Otros optaran por la solución correcta, la presentación del concurso. Empezaran una carrera de obstáculos, una maraña de trámites administrativos y judiciales sin horizonte temporal claro, exprimiendo sus últimos esfuerzos, ahorros e ilusiones, quizá para agonizar antes de llegar a la meta. Durante este camino el mensaje de ánimo de su entorno es siempre el mismo, hay que evitar la muerte de la empresa.
Hoy estamos en puertas de una nueva reforma concursal para adecuarnos a la normativa comunitaria. El texto del anteproyecto que incorpora importantes novedades técnicas, a mi juicio sigue manteniendo como objetivo la supervivencia de las empresas, el cual, si bien es siempre deseable, no debe serlo a cualquier precio ni en todos los casos. Incluso se especula con mecanismos de detección temprana de los riesgos de insolvencia, algo alejado de la primigenia naturaleza del concurso.
No se cuál será el resultado final del proceso legislativo, pero con toda humildad y brevedad me atrevo a sugerir unas pautas que considero podrían tenerse en cuenta:
En la época del big data y los algoritmos no podemos seguir manteniendo vivas, compañías ineficientes sobre la base de unos potenciales planes de viabilidad o reestructuración con una base en algunos casos tan cierta como la posibilidad de un premio de lotería.
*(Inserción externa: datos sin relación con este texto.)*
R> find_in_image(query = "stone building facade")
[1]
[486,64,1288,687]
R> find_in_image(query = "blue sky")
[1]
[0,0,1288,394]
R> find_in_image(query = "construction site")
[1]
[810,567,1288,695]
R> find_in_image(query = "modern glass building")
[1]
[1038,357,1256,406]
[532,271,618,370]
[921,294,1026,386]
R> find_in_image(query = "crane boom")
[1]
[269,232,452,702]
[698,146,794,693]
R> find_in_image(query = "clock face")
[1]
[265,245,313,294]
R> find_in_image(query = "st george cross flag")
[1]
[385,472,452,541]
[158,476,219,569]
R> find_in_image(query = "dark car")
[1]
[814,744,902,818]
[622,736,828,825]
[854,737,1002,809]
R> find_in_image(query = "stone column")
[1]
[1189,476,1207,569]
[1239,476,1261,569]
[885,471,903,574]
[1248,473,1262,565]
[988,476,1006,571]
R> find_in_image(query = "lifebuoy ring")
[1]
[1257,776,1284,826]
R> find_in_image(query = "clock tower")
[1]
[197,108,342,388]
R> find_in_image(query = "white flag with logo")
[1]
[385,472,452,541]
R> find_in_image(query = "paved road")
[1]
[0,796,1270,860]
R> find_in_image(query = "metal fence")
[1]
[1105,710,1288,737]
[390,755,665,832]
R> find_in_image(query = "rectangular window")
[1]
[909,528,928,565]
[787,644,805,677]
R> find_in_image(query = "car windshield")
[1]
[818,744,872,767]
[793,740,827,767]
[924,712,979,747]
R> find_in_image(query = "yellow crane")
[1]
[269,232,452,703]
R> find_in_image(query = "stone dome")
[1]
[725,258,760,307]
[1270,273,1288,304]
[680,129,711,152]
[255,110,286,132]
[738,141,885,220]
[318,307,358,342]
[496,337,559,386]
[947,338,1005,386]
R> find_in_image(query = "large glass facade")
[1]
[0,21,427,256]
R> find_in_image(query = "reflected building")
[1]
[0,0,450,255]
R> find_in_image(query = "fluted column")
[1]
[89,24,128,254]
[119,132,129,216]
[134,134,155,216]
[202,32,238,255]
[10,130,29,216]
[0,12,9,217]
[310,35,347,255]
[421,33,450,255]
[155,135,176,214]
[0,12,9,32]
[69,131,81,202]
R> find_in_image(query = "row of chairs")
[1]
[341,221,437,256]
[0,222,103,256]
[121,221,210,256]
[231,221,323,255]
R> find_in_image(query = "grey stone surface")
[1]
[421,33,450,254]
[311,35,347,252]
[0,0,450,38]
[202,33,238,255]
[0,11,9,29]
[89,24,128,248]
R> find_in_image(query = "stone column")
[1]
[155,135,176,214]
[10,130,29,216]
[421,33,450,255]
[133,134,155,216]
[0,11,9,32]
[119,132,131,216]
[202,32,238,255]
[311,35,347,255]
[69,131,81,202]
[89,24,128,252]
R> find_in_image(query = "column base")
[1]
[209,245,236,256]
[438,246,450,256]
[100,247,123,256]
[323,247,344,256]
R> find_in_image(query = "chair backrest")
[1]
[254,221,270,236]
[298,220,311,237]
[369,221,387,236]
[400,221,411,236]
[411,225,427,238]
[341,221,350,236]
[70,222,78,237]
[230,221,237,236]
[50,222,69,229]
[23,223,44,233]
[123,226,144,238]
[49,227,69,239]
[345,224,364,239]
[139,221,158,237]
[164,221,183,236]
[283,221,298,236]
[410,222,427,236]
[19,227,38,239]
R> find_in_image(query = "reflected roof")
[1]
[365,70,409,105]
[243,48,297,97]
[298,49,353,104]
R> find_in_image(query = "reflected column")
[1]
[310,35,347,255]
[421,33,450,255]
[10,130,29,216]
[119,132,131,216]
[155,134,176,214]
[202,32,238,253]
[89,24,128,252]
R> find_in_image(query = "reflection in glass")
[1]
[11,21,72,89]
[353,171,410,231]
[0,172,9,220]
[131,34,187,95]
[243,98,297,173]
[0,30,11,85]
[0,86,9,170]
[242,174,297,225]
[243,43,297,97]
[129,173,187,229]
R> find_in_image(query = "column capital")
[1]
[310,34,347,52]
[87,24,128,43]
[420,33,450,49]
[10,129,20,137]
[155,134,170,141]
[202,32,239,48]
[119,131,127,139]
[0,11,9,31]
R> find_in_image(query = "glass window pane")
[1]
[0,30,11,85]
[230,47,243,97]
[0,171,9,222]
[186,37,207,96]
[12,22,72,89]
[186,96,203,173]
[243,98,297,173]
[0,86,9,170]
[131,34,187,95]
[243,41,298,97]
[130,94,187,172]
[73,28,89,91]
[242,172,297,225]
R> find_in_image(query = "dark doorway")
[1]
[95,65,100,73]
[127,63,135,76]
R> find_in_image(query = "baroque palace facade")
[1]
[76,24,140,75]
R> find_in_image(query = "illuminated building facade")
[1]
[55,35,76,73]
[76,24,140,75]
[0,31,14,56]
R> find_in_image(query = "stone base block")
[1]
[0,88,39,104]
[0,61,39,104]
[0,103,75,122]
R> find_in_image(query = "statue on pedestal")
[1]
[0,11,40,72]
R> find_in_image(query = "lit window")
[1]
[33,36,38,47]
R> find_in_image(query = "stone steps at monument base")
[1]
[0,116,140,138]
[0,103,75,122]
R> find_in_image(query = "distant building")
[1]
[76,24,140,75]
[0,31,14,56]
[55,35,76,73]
Afrontemos la realidad de la vida, las empresas también mueren, ayudemos al empresario a poner la lápida y limitemos a mínimos los paliativos y la tanatoestetica si el final es irreversible.
Ayudemos a ese empresario a iniciar una nueva etapa mediante un procedimiento sencillo y rápido de segunda oportunidad. Un nuevo proyecto en el que de seguro aprovechará la experiencia de los errores previos.